Can you talk a little bit about the connection between Indigenous rights and the responsibility of big banks, as outlined in the report?

The first thing to note is that Indigenous peoples are among those experiencing impacts from a changing climate first and worst. At the same time, they are at the forefront of movements around the world to protect land, air, and water from fossil fuel production. The roots of the climate crisis and the exploitation of land for natural resources are issues Indigenous peoples have been speaking out against for hundreds of years.

The banks supporting the fossil fuel industry have a responsibility to avoid financing projects and companies that violate Indigenous rights, including in particular the right to require free, prior, and informed consent for development that impacts them.
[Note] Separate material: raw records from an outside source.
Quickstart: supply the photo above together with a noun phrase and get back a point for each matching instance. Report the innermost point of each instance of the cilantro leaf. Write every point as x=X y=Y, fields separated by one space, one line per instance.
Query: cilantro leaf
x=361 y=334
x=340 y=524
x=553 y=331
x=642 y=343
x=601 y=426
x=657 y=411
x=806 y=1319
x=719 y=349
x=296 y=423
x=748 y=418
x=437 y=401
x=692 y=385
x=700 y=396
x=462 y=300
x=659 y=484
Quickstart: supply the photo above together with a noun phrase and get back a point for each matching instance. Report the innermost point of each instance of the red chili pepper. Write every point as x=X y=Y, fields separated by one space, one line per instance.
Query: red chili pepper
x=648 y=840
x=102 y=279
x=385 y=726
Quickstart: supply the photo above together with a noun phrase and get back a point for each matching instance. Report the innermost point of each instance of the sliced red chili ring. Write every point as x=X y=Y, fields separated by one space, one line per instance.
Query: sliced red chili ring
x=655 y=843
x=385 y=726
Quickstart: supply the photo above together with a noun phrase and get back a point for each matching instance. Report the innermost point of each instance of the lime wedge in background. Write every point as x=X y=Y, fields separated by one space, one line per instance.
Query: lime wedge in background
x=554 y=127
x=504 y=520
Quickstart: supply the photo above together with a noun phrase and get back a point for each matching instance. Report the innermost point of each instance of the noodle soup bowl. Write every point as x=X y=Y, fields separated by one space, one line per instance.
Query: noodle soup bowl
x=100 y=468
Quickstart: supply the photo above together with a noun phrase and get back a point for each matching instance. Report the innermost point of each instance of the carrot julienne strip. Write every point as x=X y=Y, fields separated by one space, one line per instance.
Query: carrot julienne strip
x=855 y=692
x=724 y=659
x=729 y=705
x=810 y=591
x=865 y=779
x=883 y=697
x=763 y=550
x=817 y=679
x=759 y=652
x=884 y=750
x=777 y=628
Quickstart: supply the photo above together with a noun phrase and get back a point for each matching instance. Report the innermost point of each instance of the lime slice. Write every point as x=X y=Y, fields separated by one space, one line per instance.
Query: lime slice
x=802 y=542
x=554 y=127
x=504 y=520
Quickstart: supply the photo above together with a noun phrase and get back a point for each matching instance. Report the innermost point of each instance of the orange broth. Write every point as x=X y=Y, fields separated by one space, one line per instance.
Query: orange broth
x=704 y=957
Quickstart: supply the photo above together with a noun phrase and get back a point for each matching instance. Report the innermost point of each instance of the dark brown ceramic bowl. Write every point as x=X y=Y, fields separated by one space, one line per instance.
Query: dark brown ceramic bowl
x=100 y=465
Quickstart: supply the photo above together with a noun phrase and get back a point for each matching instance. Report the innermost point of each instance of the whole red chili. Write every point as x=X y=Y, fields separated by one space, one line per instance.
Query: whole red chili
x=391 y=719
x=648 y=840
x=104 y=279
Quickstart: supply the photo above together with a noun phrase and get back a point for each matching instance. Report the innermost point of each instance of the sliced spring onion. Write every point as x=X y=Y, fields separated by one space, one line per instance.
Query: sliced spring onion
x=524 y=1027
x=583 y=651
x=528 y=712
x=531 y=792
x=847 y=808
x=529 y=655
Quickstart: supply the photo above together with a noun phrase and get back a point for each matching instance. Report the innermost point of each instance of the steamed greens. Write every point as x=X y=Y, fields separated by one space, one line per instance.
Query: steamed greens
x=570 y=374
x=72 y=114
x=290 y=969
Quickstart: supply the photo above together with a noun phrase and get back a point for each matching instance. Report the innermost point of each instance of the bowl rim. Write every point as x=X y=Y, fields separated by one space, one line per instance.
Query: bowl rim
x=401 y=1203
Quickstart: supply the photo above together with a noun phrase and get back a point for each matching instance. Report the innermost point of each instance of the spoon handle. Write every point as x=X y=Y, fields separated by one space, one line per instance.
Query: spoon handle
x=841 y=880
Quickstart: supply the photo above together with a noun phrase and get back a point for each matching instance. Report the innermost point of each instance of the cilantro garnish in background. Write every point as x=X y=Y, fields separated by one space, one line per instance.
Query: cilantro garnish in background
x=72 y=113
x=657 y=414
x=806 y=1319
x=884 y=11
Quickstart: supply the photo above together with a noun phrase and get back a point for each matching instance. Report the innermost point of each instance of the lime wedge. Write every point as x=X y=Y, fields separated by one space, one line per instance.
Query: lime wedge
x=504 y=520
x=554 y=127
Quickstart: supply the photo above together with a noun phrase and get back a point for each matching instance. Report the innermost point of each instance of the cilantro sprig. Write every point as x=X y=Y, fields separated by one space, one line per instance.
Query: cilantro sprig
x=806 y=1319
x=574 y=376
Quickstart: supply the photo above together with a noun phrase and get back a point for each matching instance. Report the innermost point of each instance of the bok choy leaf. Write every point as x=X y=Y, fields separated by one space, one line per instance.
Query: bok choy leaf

And yet, we see banks backing companies like Enbridge, which is trying to build the Line 3 tar sands pipeline despite explicit opposition by impacted Indigenous nations.

The same banks in this report have also been at the center of controversy around financing the private prison industry. Do you see holding banks accountable on financing fossil fuels as part of a growing trend toward corporate accountability?

Absolutely. Right now, the banks that so many of us trust with our life savings are actively funding climate chaos. That doesn’t have to be the case. Consumers, investors, and other stakeholders increasingly expect basic moral and financial responsibility from these banks. And real corporate accountability will have to mean more than just “greening” their offices, or funding renewables, as important as that is. Climate change is a crisis, and an all-of-the-above approach is not an option. A key element to true accountability is being proactive and transparent about setting a trajectory that matches what the science says we need. Banks have to tell us their plans to phase out fossil fuel financing.

If you bank with one of the banks implicated in the report, what should you do? Should you break up with your bank and move to another one, should you get involved in grassroots activism to change the banks’ behavior… in other words, what's the best way to engage?

At RAN, we believe that the banks are most likely to change their ways if they hear from a wide variety of stakeholders — including customers, shareholders, and people on the street. The first step is naming the fact that banks have a climate problem, and making it urgent for them to address it. At ran.org, you can send a message to the CEOs of the top four fossil banks in the world. You can also join our Climate Year of Action — each month we’ll be spotlighting high-leverage ways to move the needle on banks and fossil fuels. People who track the financial world, like readers of Forbes.com, are a key constituency. We’d love you to join us.